Mr Feneley was commenting on the launch of the Proposed Suicide Prevention Framework for NSW, developed by the National Health and Medical Research Council's Centre of Research Excellence in Suicide Prevention with the Black Dog Institute.
The researchers, led by Professor Helen Christensen, identified 9 strategies that could be applied in parallel at a local or regional level to reduce the number of completed suicides.

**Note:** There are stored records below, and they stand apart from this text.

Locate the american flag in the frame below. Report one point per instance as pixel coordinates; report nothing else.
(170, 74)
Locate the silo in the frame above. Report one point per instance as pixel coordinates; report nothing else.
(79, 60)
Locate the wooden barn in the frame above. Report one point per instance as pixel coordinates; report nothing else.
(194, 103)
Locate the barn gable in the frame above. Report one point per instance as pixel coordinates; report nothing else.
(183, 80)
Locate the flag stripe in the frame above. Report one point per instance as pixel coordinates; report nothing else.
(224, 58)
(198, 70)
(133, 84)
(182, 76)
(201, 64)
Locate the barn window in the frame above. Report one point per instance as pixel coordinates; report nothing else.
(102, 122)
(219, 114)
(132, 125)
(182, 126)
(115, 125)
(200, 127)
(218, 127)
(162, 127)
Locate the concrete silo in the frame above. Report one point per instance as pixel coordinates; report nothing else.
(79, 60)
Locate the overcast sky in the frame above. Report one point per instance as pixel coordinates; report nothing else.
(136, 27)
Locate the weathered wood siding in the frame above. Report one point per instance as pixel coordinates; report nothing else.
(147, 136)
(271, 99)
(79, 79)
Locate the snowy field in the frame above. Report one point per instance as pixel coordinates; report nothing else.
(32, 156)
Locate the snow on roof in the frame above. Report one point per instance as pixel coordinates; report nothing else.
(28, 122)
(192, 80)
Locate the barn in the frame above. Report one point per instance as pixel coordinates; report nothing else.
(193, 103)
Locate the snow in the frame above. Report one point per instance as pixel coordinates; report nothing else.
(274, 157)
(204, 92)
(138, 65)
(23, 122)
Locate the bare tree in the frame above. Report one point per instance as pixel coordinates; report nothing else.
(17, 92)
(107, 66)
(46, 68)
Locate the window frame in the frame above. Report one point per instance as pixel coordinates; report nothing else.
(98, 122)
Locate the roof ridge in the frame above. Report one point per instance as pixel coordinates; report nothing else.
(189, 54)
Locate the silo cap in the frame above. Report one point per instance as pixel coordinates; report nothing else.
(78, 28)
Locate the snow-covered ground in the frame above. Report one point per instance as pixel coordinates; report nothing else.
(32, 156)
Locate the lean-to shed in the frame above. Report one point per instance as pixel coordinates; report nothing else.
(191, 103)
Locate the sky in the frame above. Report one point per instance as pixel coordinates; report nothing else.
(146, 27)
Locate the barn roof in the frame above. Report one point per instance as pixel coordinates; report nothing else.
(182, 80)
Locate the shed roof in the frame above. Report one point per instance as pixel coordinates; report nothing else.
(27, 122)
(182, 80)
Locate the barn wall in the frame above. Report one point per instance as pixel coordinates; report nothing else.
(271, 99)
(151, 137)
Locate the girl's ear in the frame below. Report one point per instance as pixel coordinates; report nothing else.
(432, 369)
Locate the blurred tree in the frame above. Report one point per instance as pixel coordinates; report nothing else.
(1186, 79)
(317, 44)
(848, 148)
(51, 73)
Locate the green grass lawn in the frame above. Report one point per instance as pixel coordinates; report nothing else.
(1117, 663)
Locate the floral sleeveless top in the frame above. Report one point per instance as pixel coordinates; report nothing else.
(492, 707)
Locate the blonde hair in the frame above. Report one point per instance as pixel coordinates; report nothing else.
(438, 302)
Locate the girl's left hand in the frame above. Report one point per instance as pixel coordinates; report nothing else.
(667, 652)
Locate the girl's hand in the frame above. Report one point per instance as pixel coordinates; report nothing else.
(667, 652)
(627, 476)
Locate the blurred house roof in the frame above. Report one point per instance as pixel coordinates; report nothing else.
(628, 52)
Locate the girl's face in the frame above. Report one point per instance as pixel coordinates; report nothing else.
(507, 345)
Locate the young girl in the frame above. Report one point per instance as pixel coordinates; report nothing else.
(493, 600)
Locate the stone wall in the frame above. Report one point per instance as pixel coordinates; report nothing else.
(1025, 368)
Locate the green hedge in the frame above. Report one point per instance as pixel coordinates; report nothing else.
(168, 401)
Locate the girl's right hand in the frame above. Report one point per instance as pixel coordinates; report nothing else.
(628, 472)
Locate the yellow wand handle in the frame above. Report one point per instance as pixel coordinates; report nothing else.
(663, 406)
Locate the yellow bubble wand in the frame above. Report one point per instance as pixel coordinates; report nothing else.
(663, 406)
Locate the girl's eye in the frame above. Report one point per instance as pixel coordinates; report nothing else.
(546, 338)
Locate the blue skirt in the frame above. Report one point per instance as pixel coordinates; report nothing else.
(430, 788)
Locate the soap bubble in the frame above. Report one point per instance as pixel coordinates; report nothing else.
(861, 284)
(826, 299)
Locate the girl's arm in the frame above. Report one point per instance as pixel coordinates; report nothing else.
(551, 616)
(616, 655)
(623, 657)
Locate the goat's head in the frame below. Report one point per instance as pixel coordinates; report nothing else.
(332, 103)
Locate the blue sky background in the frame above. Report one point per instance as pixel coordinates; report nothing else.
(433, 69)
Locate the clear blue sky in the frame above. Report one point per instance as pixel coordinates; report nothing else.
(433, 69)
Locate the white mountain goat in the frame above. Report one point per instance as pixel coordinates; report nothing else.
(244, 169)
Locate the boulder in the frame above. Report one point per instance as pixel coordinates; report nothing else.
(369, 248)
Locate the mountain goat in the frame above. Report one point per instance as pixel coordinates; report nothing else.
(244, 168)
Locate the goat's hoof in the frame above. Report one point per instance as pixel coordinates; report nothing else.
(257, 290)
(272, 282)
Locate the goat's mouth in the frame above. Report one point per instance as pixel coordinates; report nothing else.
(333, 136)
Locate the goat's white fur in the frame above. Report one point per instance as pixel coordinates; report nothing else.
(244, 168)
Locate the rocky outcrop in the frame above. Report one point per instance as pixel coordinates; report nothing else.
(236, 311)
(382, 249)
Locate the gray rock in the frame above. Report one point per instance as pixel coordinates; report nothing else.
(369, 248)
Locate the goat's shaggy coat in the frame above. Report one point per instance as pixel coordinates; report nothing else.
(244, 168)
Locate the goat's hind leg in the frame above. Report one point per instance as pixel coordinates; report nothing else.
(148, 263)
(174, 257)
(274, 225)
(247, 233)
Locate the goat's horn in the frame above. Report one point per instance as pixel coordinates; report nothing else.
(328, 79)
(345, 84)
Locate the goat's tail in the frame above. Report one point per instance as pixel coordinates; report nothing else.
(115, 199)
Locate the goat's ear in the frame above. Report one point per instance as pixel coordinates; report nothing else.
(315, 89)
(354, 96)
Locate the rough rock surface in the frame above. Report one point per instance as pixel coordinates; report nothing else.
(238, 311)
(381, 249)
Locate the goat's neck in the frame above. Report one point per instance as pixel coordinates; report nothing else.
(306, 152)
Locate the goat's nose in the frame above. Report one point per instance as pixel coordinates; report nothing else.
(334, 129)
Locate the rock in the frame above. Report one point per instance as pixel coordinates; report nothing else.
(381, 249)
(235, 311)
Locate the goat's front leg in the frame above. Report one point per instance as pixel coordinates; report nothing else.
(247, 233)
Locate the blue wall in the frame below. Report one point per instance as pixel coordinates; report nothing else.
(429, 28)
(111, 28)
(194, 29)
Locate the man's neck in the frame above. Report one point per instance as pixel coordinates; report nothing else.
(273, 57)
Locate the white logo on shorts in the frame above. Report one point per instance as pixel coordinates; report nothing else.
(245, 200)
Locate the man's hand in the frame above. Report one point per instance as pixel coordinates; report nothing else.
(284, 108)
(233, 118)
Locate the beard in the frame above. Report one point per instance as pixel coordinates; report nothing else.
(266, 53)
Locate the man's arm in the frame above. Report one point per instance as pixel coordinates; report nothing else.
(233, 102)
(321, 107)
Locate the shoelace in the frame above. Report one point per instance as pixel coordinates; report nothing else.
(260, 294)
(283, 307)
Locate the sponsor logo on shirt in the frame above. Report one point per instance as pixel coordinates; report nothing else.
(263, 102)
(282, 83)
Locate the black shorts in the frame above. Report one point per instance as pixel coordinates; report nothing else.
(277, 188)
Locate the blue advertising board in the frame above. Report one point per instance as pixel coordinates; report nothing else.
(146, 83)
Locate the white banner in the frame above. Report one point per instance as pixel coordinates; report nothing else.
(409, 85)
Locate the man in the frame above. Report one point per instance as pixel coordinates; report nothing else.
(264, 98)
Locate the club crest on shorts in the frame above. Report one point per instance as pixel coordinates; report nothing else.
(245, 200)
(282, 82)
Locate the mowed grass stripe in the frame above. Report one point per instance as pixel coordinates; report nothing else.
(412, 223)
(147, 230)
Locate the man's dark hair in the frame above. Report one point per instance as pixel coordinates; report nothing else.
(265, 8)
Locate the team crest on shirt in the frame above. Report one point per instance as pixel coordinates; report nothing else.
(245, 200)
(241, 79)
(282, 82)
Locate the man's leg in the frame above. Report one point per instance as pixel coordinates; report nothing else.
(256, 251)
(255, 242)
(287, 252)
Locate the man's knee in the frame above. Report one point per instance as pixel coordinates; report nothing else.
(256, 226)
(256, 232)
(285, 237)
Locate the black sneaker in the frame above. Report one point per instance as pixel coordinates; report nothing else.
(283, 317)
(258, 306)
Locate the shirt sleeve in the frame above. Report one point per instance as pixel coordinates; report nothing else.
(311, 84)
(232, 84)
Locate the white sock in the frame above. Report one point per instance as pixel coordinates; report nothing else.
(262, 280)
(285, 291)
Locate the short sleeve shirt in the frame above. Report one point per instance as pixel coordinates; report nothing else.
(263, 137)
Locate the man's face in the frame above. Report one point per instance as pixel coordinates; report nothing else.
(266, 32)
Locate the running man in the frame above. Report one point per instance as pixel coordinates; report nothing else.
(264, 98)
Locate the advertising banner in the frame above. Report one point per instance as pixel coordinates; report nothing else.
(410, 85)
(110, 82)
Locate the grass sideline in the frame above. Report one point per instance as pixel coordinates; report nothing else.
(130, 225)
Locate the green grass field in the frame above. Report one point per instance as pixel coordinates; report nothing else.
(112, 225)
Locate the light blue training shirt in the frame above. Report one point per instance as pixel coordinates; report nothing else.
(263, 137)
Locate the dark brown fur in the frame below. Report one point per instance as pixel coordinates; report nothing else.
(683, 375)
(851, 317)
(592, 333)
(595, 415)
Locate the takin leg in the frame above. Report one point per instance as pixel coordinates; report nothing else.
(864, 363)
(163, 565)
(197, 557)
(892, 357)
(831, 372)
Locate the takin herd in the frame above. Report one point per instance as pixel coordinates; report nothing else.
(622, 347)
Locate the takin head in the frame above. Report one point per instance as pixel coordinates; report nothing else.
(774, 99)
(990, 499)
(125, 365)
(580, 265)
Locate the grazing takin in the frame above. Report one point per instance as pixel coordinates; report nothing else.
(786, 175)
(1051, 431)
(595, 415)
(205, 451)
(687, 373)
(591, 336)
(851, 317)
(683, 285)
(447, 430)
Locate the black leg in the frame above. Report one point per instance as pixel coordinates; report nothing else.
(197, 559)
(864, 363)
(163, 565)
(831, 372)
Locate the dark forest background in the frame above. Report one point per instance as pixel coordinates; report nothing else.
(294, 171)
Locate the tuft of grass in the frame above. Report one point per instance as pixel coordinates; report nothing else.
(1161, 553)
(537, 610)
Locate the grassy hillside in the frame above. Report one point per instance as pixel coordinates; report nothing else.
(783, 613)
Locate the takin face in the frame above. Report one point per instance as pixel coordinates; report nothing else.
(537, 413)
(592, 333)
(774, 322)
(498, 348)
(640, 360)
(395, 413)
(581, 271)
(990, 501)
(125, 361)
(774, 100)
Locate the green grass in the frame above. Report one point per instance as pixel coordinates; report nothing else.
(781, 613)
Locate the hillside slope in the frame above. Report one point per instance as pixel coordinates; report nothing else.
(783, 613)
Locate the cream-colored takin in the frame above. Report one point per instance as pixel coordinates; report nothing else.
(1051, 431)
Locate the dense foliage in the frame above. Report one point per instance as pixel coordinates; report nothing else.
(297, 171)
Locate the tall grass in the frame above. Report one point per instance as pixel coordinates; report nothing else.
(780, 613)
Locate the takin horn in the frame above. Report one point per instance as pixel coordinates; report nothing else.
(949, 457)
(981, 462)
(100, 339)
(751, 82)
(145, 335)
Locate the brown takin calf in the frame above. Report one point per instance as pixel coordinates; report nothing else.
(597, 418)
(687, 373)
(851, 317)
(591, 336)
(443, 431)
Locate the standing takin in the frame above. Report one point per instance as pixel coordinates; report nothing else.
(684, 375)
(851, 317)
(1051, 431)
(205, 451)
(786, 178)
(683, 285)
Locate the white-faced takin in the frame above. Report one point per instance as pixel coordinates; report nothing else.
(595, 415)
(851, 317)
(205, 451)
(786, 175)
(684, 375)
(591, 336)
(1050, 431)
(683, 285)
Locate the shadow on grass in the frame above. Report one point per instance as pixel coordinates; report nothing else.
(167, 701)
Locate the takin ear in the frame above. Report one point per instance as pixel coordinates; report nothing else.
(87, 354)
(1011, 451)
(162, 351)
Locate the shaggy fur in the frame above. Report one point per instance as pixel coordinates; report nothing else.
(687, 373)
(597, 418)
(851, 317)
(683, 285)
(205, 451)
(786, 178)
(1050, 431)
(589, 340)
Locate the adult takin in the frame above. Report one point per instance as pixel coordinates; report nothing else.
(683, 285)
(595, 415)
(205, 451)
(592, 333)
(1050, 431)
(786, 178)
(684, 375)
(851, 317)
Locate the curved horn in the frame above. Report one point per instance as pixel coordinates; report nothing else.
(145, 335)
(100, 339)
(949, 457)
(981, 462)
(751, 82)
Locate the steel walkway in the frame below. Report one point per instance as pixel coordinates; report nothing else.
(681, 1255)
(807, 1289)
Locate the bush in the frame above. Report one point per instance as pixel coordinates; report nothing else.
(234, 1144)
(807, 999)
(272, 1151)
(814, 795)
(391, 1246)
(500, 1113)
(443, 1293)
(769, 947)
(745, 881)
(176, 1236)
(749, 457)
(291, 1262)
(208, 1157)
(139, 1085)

They are:
- Reducing access to lethal means
- Responsible reporting of suicide by the media
- Promotion of national suicide awareness programs
- School-based peer support and mental health literacy
- Gatekeeper training for those like to be in contact with high risk individuals, including teachers, clergy, and community social workers
- Regular suicide prevention training for emergency services
- Training GPs to assess risk and start conversations
- Adequate access to tailored evidence-based therapies such as cognitive behavior therapy (CBT) to high risk groups
- Targeted support for people who have made a previous attempt or are in current crisis through phone and online counselling, training for emergency department staff and out-patient support.
The Proposed Framework,responds to a key Action (3.4.2) within Living Well: A Strategic Plan for Mental Health in NSW 2014-2024, adopted as the Government's mental health reform policy in December 2014.